Income Statement Review
In the fourth quarter of fiscal 2008 gross margins were 45.8 percent compared to 43.8 percent for the same period last year. For the fiscal year, gross margins were 45.0 percent compared to 43.9 percent last year.
Selling and administrative expenses were 33.1 percent of fourth quarter revenue compared to 29.0 percent for the same period last year. For the fiscal year, selling and administrative expenses as a percent of revenue were 32.0 percent versus 30.8 percent last year.
The effective tax rate for the fourth quarter was 24.3 percent compared to 33.5 percent for the same period last year, benefiting from a larger proportion of earnings coming from outside the United States where the Company benefits from lower tax rates. For the fiscal year, the effective tax rate was 24.8 percent compared to 32.2 percent last year; reflecting a one-time tax benefit related to utilization of past foreign losses that contributed $0.21 per diluted share, as well as continued improvements in the tax efficiency of the Company’s global operations.

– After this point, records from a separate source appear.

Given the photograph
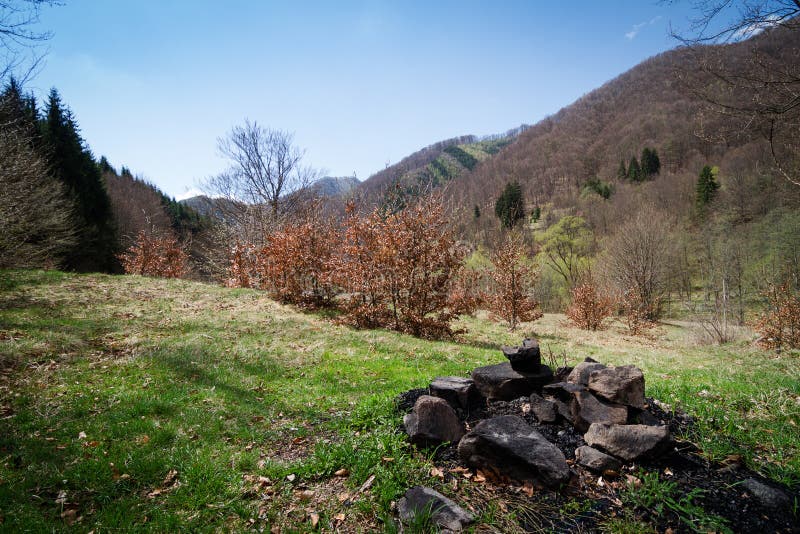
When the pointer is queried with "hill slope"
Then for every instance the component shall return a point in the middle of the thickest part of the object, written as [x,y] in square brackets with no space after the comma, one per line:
[651,105]
[170,405]
[438,164]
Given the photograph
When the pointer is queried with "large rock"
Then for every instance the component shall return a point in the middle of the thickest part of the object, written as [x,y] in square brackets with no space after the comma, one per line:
[767,495]
[595,460]
[629,442]
[563,391]
[442,511]
[587,409]
[502,382]
[458,391]
[623,385]
[432,421]
[525,358]
[510,446]
[544,410]
[580,374]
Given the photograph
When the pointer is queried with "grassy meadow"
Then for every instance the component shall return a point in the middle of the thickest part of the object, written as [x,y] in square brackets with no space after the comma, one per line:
[129,403]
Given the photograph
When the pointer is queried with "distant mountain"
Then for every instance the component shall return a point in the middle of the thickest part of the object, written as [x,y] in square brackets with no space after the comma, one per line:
[438,163]
[331,186]
[654,104]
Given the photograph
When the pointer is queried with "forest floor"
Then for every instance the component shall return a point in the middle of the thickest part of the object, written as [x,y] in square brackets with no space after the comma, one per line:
[133,403]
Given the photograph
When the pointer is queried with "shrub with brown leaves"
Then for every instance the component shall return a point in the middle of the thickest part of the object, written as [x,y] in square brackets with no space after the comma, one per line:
[150,255]
[637,312]
[293,265]
[398,270]
[589,309]
[513,279]
[242,268]
[779,325]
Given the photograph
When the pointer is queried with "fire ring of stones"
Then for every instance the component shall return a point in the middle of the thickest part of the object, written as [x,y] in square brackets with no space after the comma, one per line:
[606,405]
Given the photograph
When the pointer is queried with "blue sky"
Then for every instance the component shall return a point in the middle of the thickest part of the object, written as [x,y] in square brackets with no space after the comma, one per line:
[153,84]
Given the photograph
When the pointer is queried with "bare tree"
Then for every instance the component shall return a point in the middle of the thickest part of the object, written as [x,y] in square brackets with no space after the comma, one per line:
[35,214]
[19,42]
[265,168]
[636,259]
[758,89]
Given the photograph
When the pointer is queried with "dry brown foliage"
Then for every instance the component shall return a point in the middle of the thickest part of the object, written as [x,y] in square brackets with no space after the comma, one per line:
[779,325]
[513,279]
[398,271]
[637,312]
[589,308]
[293,265]
[242,268]
[465,292]
[158,256]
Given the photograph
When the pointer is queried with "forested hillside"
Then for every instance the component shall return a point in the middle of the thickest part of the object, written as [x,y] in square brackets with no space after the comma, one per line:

At the end of the fiscal year, global inventories stood at $2.4 billion, an increase of 15 percent from May 31, 2007. Cash and short-term investments were comparable to the end of last fiscal year at $2.8 billion.
During the fourth quarter, the Company purchased a total of 4,447,605 shares for approximately $290 million in conjunction with the Company’s four-year, $3 billion share repurchase program approved by the Board of Directors in June 2006. As of the end of the fiscal year, the Company has purchased a total of 38,646,058 shares for approximately $2.1 billion under this program.

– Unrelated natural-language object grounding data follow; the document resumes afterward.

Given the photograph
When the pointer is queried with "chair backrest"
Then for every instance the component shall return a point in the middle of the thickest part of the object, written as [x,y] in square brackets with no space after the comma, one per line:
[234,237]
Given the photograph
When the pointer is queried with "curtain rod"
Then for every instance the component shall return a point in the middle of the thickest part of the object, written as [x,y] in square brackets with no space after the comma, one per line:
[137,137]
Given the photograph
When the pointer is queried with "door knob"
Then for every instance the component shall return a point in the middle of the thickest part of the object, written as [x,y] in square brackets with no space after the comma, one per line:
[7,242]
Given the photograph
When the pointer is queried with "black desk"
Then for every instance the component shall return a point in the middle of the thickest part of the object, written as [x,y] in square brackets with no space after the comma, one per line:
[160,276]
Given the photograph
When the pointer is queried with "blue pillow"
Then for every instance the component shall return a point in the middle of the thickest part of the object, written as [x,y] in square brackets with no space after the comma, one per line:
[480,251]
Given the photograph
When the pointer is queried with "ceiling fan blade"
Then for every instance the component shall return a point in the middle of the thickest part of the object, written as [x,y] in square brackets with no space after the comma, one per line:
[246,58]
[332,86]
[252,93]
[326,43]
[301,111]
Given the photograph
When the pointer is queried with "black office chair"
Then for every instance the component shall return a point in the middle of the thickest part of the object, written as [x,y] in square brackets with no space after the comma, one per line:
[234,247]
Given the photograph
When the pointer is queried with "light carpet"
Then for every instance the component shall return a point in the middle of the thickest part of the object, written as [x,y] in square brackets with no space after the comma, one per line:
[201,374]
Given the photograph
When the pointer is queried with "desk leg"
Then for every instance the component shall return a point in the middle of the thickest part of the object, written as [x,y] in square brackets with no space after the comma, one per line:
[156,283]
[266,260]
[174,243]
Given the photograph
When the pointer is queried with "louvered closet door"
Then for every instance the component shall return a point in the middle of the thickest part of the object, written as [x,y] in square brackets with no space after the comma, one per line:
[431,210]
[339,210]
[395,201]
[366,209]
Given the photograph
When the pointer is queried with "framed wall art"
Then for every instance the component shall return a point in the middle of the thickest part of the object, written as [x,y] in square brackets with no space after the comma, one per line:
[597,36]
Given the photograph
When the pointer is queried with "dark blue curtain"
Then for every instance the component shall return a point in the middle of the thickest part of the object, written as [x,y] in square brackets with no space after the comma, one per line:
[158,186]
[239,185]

NIKE, Inc. based near Beaverton, Oregon, is the world's leading designer, marketer and distributor of authentic athletic footwear, apparel, equipment and accessories for a wide variety of sports and fitness activities. Wholly-owned Nike subsidiaries include Converse Inc., which designs, markets and distributes athletic footwear, apparel and accessories; Cole Haan, which designs, markets and distributes luxury shoes, handbags, accessories and coats; Hurley International LLC, which designs, markets and distributes action sports and youth lifestyle footwear, apparel and accessories; and Umbro Ltd., a leading United Kingdom-based global football (soccer) brand. For more information, visit nikebiz.com.
NIKE’s earnings releases and other financial information are available on the Internet at www.nikebiz.com/investors.
* The marked paragraphs contain forward-looking statements that involve risks and uncertainties that could cause actual results to differ materially. These risks and uncertainties are detailed from time to time in reports filed by NIKE with the S.E.C., including Forms 8-K, 10-Q, and 10-K. Some forward-looking statements in this release concern changes in futures orders that are not necessarily indicative of changes in total revenues for subsequent periods due to the mix of futures and “at once” orders, exchange rate fluctuations, order cancellations and discounts, which may vary significantly from quarter to quarter, and because a significant portion of the business does not report futures orders.